Słownik AI
Kompletny słownik sztucznej inteligencji
Model Personalization
Process of adapting a generic global model to meet the specific preferences and individual characteristics of each user or device.
Local Fine-tuning
Technique involving fine-tuning the parameters of the global model on each client's local data after initial federated training to maximize individual relevance.
Federated Meta-learning
Approach combining meta-learning and federated learning where the model learns to quickly adapt to new tasks or specific preferences of each user.
Weighted Aggregation
Method of fusing local model updates where each contribution is weighted according to quality metrics, data quantity, or relevance to the end user.
Client Adaptation
Strategy where each client performs customized adjustments to the received model according to its specific characteristics before or after global aggregation.
Global Base Model
Fundamental model architecture shared among all clients, serving as a common starting point for local personalized adaptations.
Local Overfitting
Phenomenon where a personalized model over-adapts to a user's specific data, losing its ability to generalize to new inputs.
Data Heterogeneity
Statistical and distributional variation of data between different clients in a federated system, requiring adaptive personalization strategies.

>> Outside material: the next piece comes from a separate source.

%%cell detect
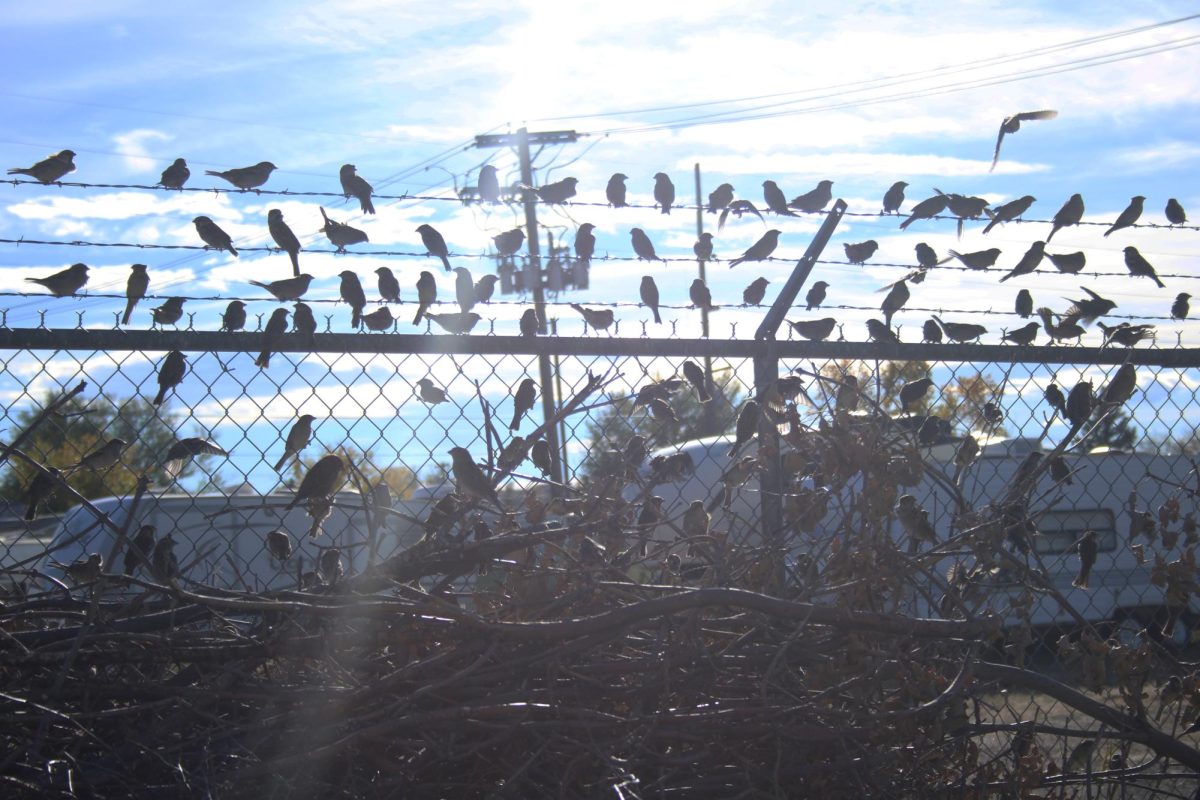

Federated Transfer Learning
Combination of transfer learning and federated learning to effectively adapt global knowledge to the specific contexts of each user.
Federated Multi-task
Extension of federated learning where a single model simultaneously learns multiple customized tasks for different users or contexts.
Distributed Continual Learning
Paradigm where models continuously adapt to new local data without forgetting previous knowledge, while maintaining global consistency.
Federated Clustering
Technique for grouping clients into clusters based on their data similarities or preferences to optimize model personalization by group.
Hybrid Architecture
Combination of multiple personalization approaches (fine-tuning, meta-learning, etc.) in a federated system to optimize adaptation to individual needs.
Local-Global Optimization
Iterative process of balancing between improving customized local performance and maintaining the consistency and global performance of the federated model.